日本では、九州・沖縄・四国地方に多く、世界的にはカリブ海沿岸地域、南米アンデス地域、中近東、アフリカなどで多く見られます。

発症年齢は20歳代から70歳代まで(平均年齢は50歳代後半)です。
HTLV-1キャリアの内2〜3%の人が、感染して数十年経ってから病気を発症します。

臨床症状など

リンパ節腫脹、肝脾腫、皮膚病変が多いです。しばしば高LDH(乳酸脱水素酵素)値、高カルシウム血症が見られます。

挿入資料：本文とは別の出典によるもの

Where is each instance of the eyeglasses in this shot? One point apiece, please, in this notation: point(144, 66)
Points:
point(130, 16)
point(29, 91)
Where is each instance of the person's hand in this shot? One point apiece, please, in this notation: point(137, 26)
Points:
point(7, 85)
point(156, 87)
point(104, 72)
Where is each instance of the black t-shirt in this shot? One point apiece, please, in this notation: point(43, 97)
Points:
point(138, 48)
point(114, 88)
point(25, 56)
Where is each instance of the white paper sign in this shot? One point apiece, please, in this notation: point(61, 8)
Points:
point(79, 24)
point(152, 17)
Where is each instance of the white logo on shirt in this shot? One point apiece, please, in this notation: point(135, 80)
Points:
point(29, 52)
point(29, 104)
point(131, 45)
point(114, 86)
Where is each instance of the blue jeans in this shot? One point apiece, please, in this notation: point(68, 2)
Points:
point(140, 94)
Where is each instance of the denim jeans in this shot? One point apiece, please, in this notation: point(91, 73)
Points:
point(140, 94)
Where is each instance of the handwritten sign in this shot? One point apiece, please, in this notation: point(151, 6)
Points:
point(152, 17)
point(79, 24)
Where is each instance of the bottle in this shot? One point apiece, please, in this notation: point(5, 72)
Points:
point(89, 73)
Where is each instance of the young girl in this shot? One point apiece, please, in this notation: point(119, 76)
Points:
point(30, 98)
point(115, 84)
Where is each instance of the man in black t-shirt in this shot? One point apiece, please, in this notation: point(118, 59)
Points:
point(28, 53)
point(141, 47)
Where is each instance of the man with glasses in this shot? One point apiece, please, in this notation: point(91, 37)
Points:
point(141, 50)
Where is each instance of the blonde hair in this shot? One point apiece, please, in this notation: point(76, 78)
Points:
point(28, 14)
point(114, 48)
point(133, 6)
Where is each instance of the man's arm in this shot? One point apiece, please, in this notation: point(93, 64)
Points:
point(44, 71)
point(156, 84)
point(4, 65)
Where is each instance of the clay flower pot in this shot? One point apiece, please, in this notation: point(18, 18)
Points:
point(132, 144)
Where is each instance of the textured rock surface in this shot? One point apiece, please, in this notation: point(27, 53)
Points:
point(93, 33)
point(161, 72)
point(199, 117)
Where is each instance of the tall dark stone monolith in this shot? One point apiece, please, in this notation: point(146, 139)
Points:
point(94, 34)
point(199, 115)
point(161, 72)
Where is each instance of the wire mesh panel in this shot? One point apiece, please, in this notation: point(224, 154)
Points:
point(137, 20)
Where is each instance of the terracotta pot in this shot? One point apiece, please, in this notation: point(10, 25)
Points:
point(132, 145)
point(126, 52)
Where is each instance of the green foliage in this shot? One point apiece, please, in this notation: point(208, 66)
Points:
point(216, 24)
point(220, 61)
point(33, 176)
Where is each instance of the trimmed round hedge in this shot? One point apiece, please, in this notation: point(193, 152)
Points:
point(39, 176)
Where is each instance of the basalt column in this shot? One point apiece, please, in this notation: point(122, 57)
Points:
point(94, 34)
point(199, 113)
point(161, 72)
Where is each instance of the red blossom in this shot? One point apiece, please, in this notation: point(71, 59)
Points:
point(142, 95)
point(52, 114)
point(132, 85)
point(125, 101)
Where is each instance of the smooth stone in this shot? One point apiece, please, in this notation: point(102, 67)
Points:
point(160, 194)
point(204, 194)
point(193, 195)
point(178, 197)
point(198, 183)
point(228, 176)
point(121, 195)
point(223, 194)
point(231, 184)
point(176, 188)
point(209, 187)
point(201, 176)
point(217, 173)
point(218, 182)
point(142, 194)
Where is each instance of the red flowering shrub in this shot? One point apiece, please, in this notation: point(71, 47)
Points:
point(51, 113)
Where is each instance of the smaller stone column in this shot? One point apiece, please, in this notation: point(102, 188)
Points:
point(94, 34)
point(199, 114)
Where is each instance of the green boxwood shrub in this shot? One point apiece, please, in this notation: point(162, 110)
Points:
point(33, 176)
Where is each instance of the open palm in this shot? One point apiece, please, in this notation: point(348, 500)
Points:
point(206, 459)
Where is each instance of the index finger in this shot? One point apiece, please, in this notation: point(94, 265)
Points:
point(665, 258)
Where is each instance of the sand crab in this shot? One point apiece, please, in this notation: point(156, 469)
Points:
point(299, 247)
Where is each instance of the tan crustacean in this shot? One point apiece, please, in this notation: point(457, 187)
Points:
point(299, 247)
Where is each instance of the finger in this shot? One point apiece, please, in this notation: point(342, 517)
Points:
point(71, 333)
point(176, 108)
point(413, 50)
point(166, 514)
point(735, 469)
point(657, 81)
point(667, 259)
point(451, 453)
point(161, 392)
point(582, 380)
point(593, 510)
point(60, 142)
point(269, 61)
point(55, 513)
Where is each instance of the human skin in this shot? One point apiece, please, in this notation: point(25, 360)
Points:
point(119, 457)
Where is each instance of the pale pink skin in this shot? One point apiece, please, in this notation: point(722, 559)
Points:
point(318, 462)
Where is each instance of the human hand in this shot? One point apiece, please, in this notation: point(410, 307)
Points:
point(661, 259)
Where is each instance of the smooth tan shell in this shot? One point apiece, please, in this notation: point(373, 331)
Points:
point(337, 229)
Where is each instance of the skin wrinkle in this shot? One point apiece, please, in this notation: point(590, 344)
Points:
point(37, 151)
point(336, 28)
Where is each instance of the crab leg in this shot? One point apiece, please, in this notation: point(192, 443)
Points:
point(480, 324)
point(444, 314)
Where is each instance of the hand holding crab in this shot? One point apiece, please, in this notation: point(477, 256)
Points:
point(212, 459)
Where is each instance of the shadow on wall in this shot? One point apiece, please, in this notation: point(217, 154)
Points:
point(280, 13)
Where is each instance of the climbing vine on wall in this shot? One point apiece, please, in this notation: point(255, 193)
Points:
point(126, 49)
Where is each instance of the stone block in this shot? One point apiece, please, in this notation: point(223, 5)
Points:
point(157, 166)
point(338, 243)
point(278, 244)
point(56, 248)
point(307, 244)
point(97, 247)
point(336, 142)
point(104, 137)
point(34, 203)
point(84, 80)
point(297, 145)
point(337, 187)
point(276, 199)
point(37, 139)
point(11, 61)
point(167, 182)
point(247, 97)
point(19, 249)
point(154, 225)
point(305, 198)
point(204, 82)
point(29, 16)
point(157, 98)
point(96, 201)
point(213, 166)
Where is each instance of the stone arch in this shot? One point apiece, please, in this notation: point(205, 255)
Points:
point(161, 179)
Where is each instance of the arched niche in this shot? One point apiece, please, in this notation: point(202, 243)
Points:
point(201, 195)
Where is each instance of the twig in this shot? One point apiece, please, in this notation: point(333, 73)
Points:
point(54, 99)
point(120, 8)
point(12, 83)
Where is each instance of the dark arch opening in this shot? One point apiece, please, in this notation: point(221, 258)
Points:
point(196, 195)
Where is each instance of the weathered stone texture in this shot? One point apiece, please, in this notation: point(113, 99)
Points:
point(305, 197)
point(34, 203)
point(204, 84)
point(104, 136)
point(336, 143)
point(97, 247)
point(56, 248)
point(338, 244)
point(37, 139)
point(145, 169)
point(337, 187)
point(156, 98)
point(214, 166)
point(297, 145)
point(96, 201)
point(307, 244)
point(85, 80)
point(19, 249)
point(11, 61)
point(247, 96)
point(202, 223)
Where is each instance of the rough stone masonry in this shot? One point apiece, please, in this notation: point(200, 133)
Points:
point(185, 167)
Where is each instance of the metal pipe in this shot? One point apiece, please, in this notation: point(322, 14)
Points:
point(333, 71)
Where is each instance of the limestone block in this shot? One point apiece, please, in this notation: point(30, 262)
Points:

末梢血中に出現するATLL細胞は、特徴的な花びらのような形状をした核を持ちます。 強い免疫不全を示すため、感染症にかかりやすくなり、真菌、原虫、寄生虫、ウイルスなどによる日和見感染症を高頻度に合併します。

成人T細胞白血病の種類

病状の進み方などから、次の4つに分類されます。
@急性型
 ATLL細胞が多数で進行が早く、生命にかかわる危険が高いです。
Aリンパ腫型
 白血病としてよりも悪性リンパ腫として経過し、急性型に転化しやすいです。血液中のATLL細胞の数は少なく、リンパ節の腫れが目立ちます。
B慢性型
 多数のATLL細胞がみられるが進行は緩やかで、慢性リンパ性白血病と似た経過をたどります。高LDH(乳酸脱水素酵素)値、高カルシウム血症があっても軽く、正常なこともあります。途中で急性転化し急激な経過をとることも多いです。
Cくすぶり型
 血液中に占めるATLL細胞の割合が数%と少なく、ほとんどが無症状のまま経過します。途中で急性転化し急激な経過をとることも多いです。

治療と予後

悪性度が高い急性型、リンパ腫型では積極的な治療を行います。 化学療法が行われますが、予後不良で多くの場合再発します。治療開始からの生存期間は6〜13ヶ月。若い人では同種造血幹細胞移植も行われます。

 くすぶり型と慢性型は抗がん剤を使用しないで様子を見ることが多いです。